30% and I agreed that I would avoid shredding any prunings this morning so that I did not disturb the clientele at the Hairdressers next door.
This wasn't a huge inconvenience as we had plenty of other activities to keep us busy. My first job was to empty the remainder of the top soil from the one tonne bag that had been delivered on Tuesday. The soil was wheelbarrowed up to one of the beds I cleared last weekend, leaving me with a bulk bag to fill with chippings later on in the day.
30% and I then rounded up the dogs for a trip to the Vets for their annual booster shots. En route we stopped off at a Nursery to look at what bedding plants were available for our new raised bed. The Proprietor suggested that we leave it another month, as there will be a far better choice at the beginning of May … I never did say that I knew anything about gardening.

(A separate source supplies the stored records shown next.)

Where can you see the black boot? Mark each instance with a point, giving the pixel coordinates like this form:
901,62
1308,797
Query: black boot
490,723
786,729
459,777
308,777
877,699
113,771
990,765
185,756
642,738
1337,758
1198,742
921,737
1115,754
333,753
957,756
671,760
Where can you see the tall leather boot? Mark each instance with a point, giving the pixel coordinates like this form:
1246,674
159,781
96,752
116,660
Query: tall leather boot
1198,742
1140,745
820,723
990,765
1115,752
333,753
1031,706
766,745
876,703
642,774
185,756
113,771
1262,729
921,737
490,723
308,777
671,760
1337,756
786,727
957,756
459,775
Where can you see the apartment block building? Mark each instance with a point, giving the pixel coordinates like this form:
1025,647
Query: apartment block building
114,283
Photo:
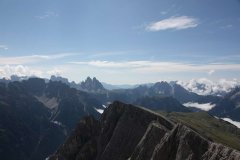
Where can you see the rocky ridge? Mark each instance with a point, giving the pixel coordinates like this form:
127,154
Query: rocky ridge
127,132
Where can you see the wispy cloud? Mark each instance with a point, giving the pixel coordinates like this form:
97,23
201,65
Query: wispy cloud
204,106
19,70
3,47
211,72
160,66
47,14
177,23
30,59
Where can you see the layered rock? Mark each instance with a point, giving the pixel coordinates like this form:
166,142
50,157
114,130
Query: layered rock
127,132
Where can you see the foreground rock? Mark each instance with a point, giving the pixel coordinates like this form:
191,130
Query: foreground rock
127,132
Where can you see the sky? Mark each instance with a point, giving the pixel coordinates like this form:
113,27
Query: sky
121,42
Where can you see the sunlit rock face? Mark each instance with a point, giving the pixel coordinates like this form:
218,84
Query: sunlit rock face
129,132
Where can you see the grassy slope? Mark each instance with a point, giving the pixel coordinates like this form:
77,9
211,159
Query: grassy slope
208,126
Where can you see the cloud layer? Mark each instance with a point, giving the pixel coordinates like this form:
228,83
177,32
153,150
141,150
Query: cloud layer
177,23
159,66
3,47
204,86
19,60
204,106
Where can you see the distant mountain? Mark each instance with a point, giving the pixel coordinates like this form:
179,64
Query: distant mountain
59,79
123,86
204,86
129,132
92,85
35,116
160,88
89,85
229,107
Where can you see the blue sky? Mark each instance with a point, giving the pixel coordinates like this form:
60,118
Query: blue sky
120,42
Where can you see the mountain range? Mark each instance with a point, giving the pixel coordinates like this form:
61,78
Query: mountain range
37,115
147,135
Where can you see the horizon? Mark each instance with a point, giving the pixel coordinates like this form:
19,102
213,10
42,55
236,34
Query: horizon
121,42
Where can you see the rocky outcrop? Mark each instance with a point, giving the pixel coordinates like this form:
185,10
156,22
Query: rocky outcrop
92,85
127,132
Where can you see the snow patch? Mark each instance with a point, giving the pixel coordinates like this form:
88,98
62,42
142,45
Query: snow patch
204,106
99,110
57,123
235,123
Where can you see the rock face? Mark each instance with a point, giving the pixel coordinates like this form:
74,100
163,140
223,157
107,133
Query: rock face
126,132
92,85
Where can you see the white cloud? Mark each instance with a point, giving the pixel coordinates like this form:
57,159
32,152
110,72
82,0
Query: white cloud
159,66
204,86
29,59
55,71
3,47
236,123
204,106
178,23
48,14
99,110
19,70
211,72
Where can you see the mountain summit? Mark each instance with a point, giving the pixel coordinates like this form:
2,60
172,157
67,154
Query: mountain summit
92,85
129,132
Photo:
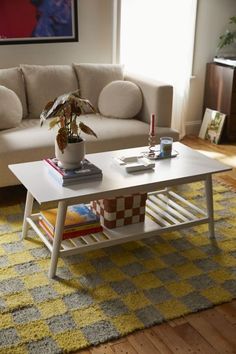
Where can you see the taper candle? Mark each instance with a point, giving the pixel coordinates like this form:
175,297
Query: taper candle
152,124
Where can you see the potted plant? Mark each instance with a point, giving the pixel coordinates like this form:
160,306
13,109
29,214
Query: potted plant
227,40
65,110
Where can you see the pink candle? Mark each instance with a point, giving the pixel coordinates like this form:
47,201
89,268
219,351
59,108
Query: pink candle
152,124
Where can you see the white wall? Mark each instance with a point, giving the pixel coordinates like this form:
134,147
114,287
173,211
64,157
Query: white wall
212,21
95,41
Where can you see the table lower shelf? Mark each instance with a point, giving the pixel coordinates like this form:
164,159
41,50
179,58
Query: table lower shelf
165,210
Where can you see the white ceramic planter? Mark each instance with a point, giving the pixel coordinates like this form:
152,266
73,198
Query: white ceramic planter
72,156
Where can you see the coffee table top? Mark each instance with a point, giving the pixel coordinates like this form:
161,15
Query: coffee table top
188,166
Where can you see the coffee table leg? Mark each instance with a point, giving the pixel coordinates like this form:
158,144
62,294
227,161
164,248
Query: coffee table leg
209,201
27,213
59,228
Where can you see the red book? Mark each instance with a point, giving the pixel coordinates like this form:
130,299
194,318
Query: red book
71,234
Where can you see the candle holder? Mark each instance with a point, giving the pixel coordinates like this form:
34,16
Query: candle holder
151,145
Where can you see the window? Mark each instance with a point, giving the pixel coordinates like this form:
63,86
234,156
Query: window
157,40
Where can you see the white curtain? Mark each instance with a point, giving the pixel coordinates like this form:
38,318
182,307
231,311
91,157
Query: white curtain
157,40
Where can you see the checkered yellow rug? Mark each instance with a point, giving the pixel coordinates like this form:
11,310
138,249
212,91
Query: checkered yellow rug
108,293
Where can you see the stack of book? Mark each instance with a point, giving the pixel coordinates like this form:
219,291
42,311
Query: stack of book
85,173
80,221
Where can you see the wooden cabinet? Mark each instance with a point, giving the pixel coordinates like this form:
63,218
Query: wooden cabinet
220,95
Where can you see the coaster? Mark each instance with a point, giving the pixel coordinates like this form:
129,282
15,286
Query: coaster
155,155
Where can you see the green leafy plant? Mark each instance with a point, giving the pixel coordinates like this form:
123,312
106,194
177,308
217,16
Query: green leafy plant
65,111
229,37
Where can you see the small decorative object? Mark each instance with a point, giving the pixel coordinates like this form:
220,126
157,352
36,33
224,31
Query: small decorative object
69,146
226,46
212,126
120,211
134,163
152,137
166,146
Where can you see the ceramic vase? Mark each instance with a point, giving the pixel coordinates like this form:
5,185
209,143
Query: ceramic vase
72,156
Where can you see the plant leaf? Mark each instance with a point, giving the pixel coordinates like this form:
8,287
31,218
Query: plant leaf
85,129
74,127
54,122
62,139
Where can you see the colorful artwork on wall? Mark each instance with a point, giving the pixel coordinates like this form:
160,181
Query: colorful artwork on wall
38,21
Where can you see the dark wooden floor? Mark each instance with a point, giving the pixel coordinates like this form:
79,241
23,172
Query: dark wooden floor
208,332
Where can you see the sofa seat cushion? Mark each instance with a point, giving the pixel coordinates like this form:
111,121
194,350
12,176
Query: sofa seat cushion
45,83
10,108
12,78
93,77
120,99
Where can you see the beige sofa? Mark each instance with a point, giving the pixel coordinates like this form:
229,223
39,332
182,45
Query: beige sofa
35,85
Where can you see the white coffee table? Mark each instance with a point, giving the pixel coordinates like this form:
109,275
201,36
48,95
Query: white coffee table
170,210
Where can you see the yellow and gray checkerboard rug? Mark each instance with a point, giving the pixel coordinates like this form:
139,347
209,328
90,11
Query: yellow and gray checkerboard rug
108,293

The visit to the Vets was uneventful although I have to report that the latest recruit at the practice is fresh out of college and not very impressive. She wass very unsure of herself and kept nipping out to consult with a more experienced Vet … hardly reassuring, especially when one is paying for the treatment.
Back at home I had an hour to kill before lunch so I recruited TP's assistance and bled the Enfield's front brake. I haven't bled brakes for thirty years or more and recalled the horrific experiences I had with a Mini I used to own. Its brakes were dreadful and despite repeated bleeding and replacement of slave cylinders I could never get rid of the sponginess. I wasn't looking forward to bleeding the Enfield's brake and my confidence was not increased by numerous tales of woe on the internet …

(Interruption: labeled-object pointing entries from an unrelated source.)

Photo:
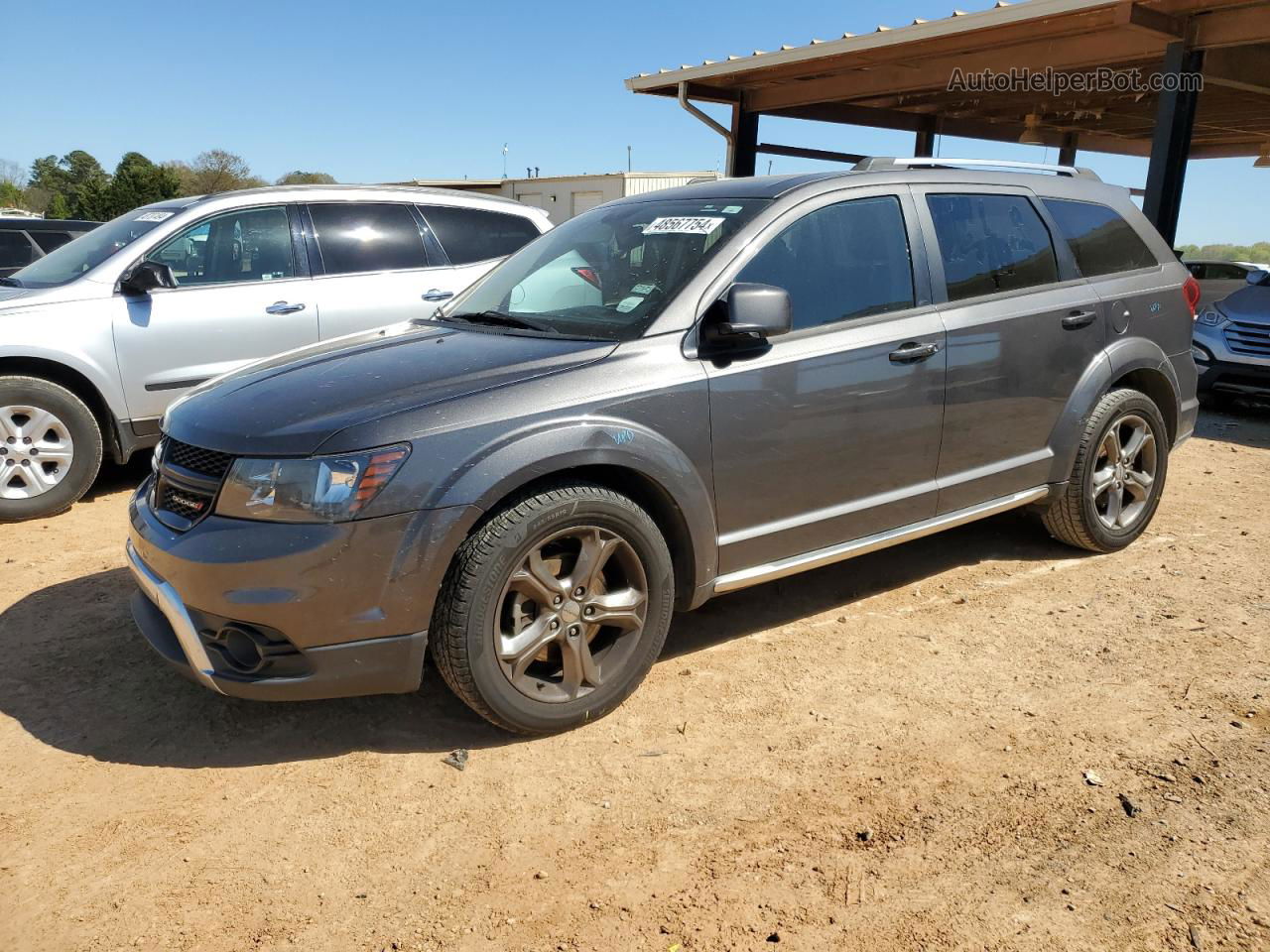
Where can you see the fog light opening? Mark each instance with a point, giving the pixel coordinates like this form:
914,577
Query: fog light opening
241,649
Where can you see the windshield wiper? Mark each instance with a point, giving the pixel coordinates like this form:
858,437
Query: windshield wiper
497,318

… However the job went really well once I realised that the one-way valve on the brake bleeding kit was hindering progress. I ended up just using a plastic tube with TP straddling the bike and providing brake lever operation. Twenty minutes later I had fantastic pressure at the brake lever and working brakes at both ends of the bike.
After lunch 30% headed off to the supermarket and I reacquainted myself with the chipper. After a long couple of hours I had filled another bulk bag with shreddings and had swept up the inevitable debris. I was exhausted but the job was done … There were no more prunings to chip, although 30% has already started pointing out other branches that could be trimmed while the machine is here.
I swear I will commit a dreadful deed if I see her with the tree loppers in her hands ever again!